Algorithm Fairness
(sketch)
(Jan. 4, 2012)
This page is a placeholder (sketch) for a page that will discuss various issues about the so-called algorithm fairness or unfairness. Perceptions about algorithm fairness or unfairness involve the pattern whereby when one group (Group A) has a higher likelihood of experiencing outcome X than another group (Group B), while an imperfect predictor of outcome X will tend to underpredict the outcome X for Group A and overpredict the outcome for Group B, (a) among persons who experience outcome X after being evaluated by the predictor, a higher proportion of Group B than Group A will have been identified by the predictor as unlikely to experience outcome X (so-called false negatives) and (b) among persons who do not experience outcome X after being evaluated by the predictor higher proportion of Group A than Group B will have been identified by the predictor as likely to experience the outcome (so-called false positives). The issue, which is currently much discussed with regard to the fairness of algorithms used to make decisions about arrested or convicted persons is the same as that much discussed with regard to employment tests in Ability Testing: Uses, Consequences and Controversies, Part I, National Academies Press (1982) (Committee on Ability Testing, Assembly of Behavioral and Social Sciences, National Research Council, Alexandra K. Wigdor & Wendell R. Garner (eds.)) and various others places in the 1980s and early 1990s.
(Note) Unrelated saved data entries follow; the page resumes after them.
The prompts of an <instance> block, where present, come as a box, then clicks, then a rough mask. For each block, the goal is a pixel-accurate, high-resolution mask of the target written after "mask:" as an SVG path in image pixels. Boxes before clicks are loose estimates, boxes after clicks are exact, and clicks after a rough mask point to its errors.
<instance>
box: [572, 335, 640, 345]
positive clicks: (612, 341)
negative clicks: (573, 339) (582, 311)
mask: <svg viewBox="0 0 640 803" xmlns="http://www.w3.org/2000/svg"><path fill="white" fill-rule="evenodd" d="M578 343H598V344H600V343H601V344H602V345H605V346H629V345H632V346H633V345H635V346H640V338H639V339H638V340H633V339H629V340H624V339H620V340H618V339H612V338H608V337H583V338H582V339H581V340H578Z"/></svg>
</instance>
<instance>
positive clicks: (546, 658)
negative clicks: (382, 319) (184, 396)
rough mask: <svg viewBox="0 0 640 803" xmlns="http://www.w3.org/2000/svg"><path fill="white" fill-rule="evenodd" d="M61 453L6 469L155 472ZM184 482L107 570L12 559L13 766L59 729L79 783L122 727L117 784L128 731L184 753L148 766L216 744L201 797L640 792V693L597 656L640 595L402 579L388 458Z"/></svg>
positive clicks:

Whether outcome X is the favorable or corresponding adverse outcome in a particular context, as well as whether groups are deemed false positive of false negatives, is entirely arbitrary. Thus, in the case of employment tests where whites have higher scores than blacks, successful performance of the job is commonly regarded as outcome X. Thus, perceived test unfairness will commonly be described in terms of higher false negative rates for blacks (higher rates of test failure among blacks than whites who performed well on the job) and higher false positive rates for whites (i.e., higher pass rates among whites than blacks who did not perform well on the job).
In the case of algorithms used to predict recidivism, recidivism is commonly treated as X. Thus, in situations where black defendants have higher recidivism risk scores than whites, perceived algorithm unfairness will commonly be cast in terms of higher false positives for blacks and higher false negatives for whites. Commonly the racial differences in false positives and false negatives will be cast in relative terms.
With regard to both employment tests and recidivism algorithms, the characterization of the issue if often misleading. In the case of employment tests, the matter has at times been characterized in terms of underprediction of successful performance for blacks and overprediction for whites, when in fact that opposite is the case.
In the case of recidivism algorithms, a May 23, 2016 ProPublica article titled “How We Analyzed the COMPASS Algorithm” that is the subject of the Recidivism Illustration page, would state that “black defendants were far more likely than white defendants to be incorrectly judged to be at a higher risk of recidivism, while white defendants were more likely than black defendants to be incorrectly flagged as low risk.” Such statements, even if semantically accurate, must be interpreted with an understanding that, among all defendants, black defendants were in fact less likely to be incorrectly identified as a likely to recidivate than a white defendant and more likely than whites to be incorrectly identified as unlikely to recidivate. It is only among defendants who did not recidivate that blacks were more likely than whites to have been incorrectly identified as highly likely to recidivate and only among defendants who did recidivate that whites were more likely than blacks to have been incorrectly identified as highly unlikely to recidivate.
This page will eventually address several issues regarding perceptions about algorithm fairness. One will involve the failure to understand the way cutoffs affect the size of relative differences in false positives and relative differences in false negative. Observers speak about reducing the unfairness of a predictor. But just such observers universally fail to understand the way altering a cutoffs will tend to affect relative differences in favorable and adverse outcomes pursuant to the predictor (e.g., altering the cutoff in a way that increase favorable outcomes tends to reduce relative differences in favorable outcomes while increasing relative differences in the corresponding adverse outcome), they fail to understand the way cutoffs affect the size of relative difference in false positives or false negatives.
Another may involve the way the validity of the predictor affects relative difference in false positives and relative difference in false negatives. That is, the more valid the predictor, the fewer will be the number of false positives and false negatives. But the effect on relative differences in false positives and false negatives is another matter.